Informants working for the FBI committed more than 9,600 crimes under the bureau’s supervision during President Trump’s first two years in office, according to unclassified government reports.
The so-called “Otherwise Illegal Activity” reports, obtained first by Gizmodo, detail the number of crimes committed by what the bureau calls “confidential human sources.” The name of the report alludes to activities that would have been “illegal” had they not “otherwise” been committed with the bureau’s full knowledge and in furtherance of a federal investigation.
The most recent reports indicate that in 2017, the FBI authorized informants to commit at least 4,734 crimes, while in 2018 that number rose to 4,922. This represents a negligible decrease from recent, previous years.
It’s worth noting that any single authorized criminal activity may have otherwise resulted in multiple criminal charges, constituting multiple crimes.

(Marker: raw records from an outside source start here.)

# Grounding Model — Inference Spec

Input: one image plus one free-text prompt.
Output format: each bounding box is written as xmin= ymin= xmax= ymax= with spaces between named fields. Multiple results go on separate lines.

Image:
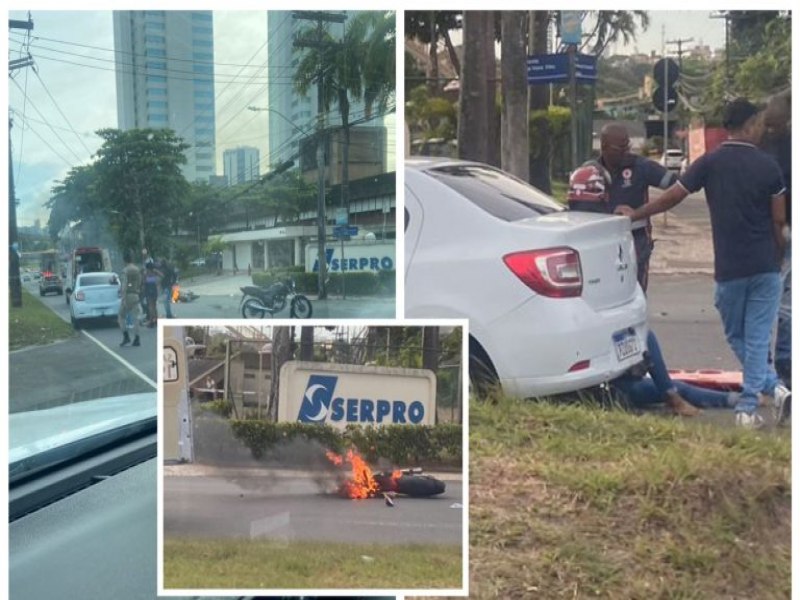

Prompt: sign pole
xmin=568 ymin=44 xmax=578 ymax=170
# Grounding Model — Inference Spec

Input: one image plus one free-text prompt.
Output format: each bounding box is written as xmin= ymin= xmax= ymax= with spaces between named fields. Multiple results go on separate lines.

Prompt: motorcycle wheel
xmin=241 ymin=297 xmax=267 ymax=319
xmin=290 ymin=295 xmax=313 ymax=318
xmin=394 ymin=475 xmax=446 ymax=497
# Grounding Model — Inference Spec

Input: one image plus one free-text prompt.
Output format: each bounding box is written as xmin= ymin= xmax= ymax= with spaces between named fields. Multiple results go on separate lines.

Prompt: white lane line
xmin=80 ymin=329 xmax=157 ymax=389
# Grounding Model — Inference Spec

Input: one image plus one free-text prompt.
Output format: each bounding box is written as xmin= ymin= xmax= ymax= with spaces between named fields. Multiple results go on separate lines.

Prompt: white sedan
xmin=405 ymin=158 xmax=648 ymax=398
xmin=69 ymin=272 xmax=122 ymax=329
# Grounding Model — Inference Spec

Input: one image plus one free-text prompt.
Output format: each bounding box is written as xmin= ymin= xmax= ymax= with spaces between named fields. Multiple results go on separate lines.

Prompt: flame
xmin=171 ymin=285 xmax=179 ymax=303
xmin=326 ymin=449 xmax=379 ymax=499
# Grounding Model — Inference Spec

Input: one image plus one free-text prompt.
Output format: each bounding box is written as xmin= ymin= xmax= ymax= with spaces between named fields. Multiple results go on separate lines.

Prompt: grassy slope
xmin=163 ymin=538 xmax=461 ymax=590
xmin=8 ymin=288 xmax=74 ymax=350
xmin=417 ymin=397 xmax=789 ymax=600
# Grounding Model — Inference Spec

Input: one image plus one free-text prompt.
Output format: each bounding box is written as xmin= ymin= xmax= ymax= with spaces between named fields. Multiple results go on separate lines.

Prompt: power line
xmin=32 ymin=67 xmax=94 ymax=156
xmin=15 ymin=117 xmax=75 ymax=169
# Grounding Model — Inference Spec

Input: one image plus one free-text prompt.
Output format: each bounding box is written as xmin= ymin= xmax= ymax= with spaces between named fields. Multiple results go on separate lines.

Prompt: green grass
xmin=163 ymin=538 xmax=462 ymax=589
xmin=550 ymin=178 xmax=568 ymax=204
xmin=456 ymin=397 xmax=791 ymax=599
xmin=8 ymin=288 xmax=74 ymax=350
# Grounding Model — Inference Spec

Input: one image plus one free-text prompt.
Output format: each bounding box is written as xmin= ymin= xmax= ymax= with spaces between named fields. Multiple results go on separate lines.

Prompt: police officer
xmin=596 ymin=122 xmax=677 ymax=292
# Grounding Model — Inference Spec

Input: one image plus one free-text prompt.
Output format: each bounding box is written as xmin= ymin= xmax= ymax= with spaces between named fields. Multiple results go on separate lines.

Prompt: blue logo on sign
xmin=296 ymin=374 xmax=426 ymax=425
xmin=297 ymin=375 xmax=339 ymax=422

The FBI relies heavily on the systematic recruitment and operation of human sources in nearly every facet of its wide-ranging investigatory purview, including counterintelligence activities conducted jointly with the Central Intelligence Agency and military intelligence. The identities of informants, many of whom have criminal histories or face criminal charges, are tightly held secrets. Thus, negotiations around their cooperation, and any benefits they may receive—which can include financial compensation—take place largely off the record.
The FBI is required to report totals for each field office involved in otherwise criminal activity to the Justice Department annually. When rendered publicly, however—to a reporter citing the Freedom of Information Act, for example—certain details are always omitted.
Redacted information always includes the number of times the FBI authorized informants to engage in serious criminal acts, known as “Tier I” activities. Tier I crimes include those that result in violence, significant financial loss, or corrupt acts by high-ranking public officials. The manufacture, possession, or international trade of narcotics in excessive quantities are also Tier I crimes.
The FBI is able to hide the number of Tier I crimes committed by its informants by redacting from public documents all numbers except those that combine both lesser (“Tier II”) and serious criminal offenses (“Tier I”).
FBI informant crimes by year:
2011: 5,658 crimes
2012: 5,939 crimes
2013: 5,649 crimes
2014: 5,577 crimes
2015: 5,261 crimes
2016: 381 (likely “Tier I” crimes only — see below.)
2017: 4,734 crimes
2018: 4,922 crimes
To wit, it is unclear how many of the 4,922 crimes committed by FBI informants in 2018 were considered Tier I. (Tier II crimes, while lesser, may also include felonies, up to and including the trafficking of anything less than 450 kilos of cocaine or 90 kilos of heroin.)
This is not to say there’s no indication of how often the FBI allows informants to commit major crimes.
In 2017, Gizmodo discovered an FBI reporting error that resulted in only a single tier of crime being reported. Despite anywhere from 5,000 to 6,000 annual crimes being routinely reported, in 2016 the FBI reported only 381 such activities. The FBI acknowledged the mistake in a statement to Gizmodo, saying “one tier of data accidentally was not submitted” to the Justice Department.
It is likely, though not confirmed, that it was the lesser Tier II crimes that went unreported that year. This would mean that in 2016, the FBI authorized informants on at least 381 occasions to commit major offenses that resulted in possible violence, acts of public corruption, or trade involving enormous quantities of illicit drugs.